The standard 199cc two-stroke Wally Whippet-derived starter motor not being up to the task of turning two mighty engines, the sidecar was fitted with a 798cc four-stroke starter - itself in turn fired up by a trusty 199cc Whippet - which drove directly on the central thrunging sprocket mounted alongside the exposed flywheel on the crankshaft extension. For some reason,Capt. Eric "Killer" Steerforth flatly refused to test the design, which was finally run up to an awesome 28.3 miles per hour by a Scunthorpe thrunging hand deputised for the job: "Simple" McGennitty. He did not survive the unfortunate crank coupling fracture.
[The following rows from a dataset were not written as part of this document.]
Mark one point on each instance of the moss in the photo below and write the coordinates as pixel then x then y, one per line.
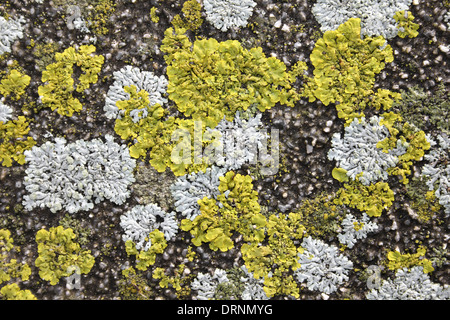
pixel 14 141
pixel 57 91
pixel 345 66
pixel 59 254
pixel 14 84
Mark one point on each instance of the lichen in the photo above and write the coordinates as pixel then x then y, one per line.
pixel 345 66
pixel 60 255
pixel 59 84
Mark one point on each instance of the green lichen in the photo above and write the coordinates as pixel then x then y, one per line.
pixel 209 79
pixel 13 141
pixel 133 285
pixel 405 25
pixel 13 292
pixel 320 216
pixel 191 18
pixel 98 14
pixel 422 201
pixel 235 210
pixel 145 259
pixel 57 92
pixel 372 199
pixel 156 135
pixel 276 257
pixel 345 66
pixel 59 254
pixel 82 233
pixel 45 54
pixel 178 281
pixel 10 268
pixel 423 108
pixel 14 84
pixel 409 135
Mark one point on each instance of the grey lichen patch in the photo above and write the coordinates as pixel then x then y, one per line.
pixel 153 187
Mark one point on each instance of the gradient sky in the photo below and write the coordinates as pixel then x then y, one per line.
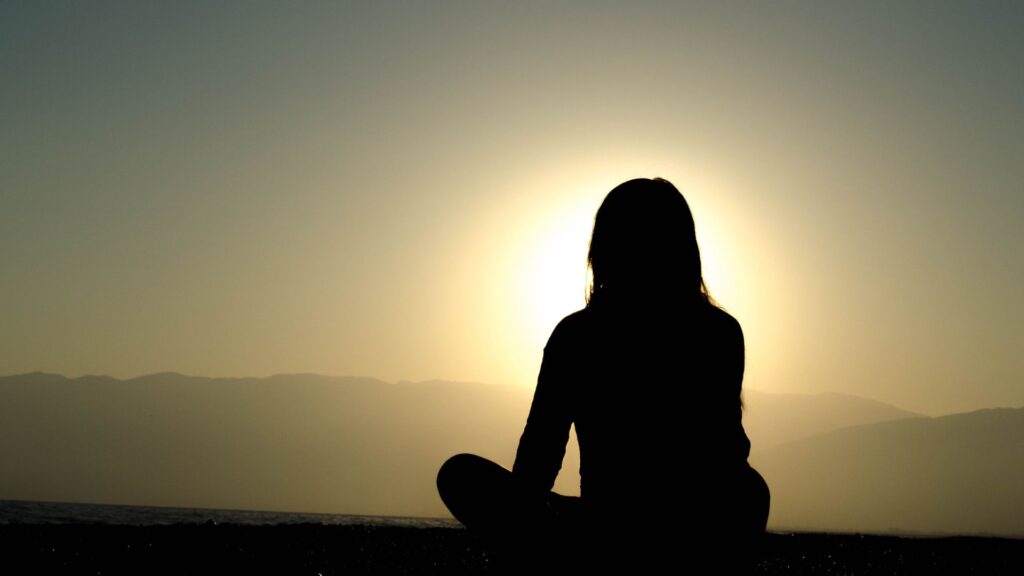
pixel 406 191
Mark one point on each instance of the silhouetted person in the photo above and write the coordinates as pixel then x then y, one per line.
pixel 650 373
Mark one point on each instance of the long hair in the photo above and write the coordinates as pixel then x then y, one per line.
pixel 644 247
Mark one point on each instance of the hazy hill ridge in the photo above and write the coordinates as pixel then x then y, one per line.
pixel 355 445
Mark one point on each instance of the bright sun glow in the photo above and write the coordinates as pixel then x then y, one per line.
pixel 554 268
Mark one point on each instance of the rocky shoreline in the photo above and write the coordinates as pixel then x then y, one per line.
pixel 327 549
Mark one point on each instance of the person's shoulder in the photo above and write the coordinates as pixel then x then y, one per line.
pixel 724 323
pixel 573 323
pixel 570 327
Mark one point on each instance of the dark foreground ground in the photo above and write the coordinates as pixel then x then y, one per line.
pixel 323 549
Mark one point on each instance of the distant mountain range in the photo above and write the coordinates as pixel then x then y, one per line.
pixel 348 445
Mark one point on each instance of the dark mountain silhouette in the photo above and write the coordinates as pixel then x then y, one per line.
pixel 349 445
pixel 957 474
pixel 776 418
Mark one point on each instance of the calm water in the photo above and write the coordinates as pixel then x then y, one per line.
pixel 20 511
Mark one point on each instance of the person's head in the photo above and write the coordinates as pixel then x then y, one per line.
pixel 644 247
"Cynthia" was a direct evolution from poor "Eulalie". Retaining and improving the inspirational "centrecar" design, but with a slightly sturdier brazed bronze chassis, Alaric housed both the power source and the driven wheel in it, centrally mounted at the rear. Reasoning that such a composite vehicle would require more torque and horsepower than the standard 1,820cc H-P single, he designed a vee-twin, incorporating integral supercharger and 8" open-throat, forged-Eboracum fuel injectors feeding a total of 5,529cc and producing a reported 634 Imperial Horsepower and 1460 stone/yds torque at a steady 43rpm. The engine drove the back wheel directly - with the clog available, there was no need for a gearbox. Instead of a clutch, a manly lever operated a spring-mounted collar, disengaging the drive from the hub. The Wildebeeste rolling chassis gracing either side enjoyed the same intricately-engineered and finished steering linkages as "Eulalie" and were both fitted with the remarkable H-P Patent Pillion Seat ("Designed by Medical Men"). On her first excursion, Steerforth mounted the right-hand chassis, snapped down his goggles and engaged the power, to watch dumb-struck as the "centrecar" broke free from the embrace of the Wildebeeste frames and hurtled down the Measured 3.2 Furlongs, accelerating hard until gyroscopic effect cartwheeled it, at an estimated 176.9mph, through the Thrunging Pit, the Management Offices, the Depot and finally the Sir John Hurley Boys' Club (fortunately only lightly occupied at the time).

After the Coroner's unhelpful remarks, Pugh was forced to concede that" Cynthia" had not been an unalloyed success either and retired to his studio- the "boudoir" - for some months, before emerging with "Rosemary-Anne",which, of course, was to be the prototype for the production Outriggers.

Cleverly inverting the "centrecar" concept, Pugh arrived at the seminal outrigger double-sidecar design. The original specification included a limited seagoing capability, to which end the twin sidecars were proofed with paraffin wax over a clinker-built Nasturtium frame - thus ensuring buoyancy at a slightly increased risk of flammability. "Rosemary-Anne" went through three "Marks". MkI succumbed to sparks from the Pugh-O-Spark Magneto; MkII foundering off Immingham in a Force 8, before "Rosemary-Anne" III was successfully piloted around a demanding 97-mile course, including roads, canals and railway tracks, by Nat Benjamin, who had been light-heartedly manacled to her by that consummate comedian Steerforth. Concept proven, "R-A III" was wheeled into the Frimbling Bay, serviced, and was (until the accidental RAF carpet-bombings of September 16, 17 and 19,1943) a central exhibit in the Sir John Hurley Museum of Motorcycles and Boyhood at the Works. The rest is history.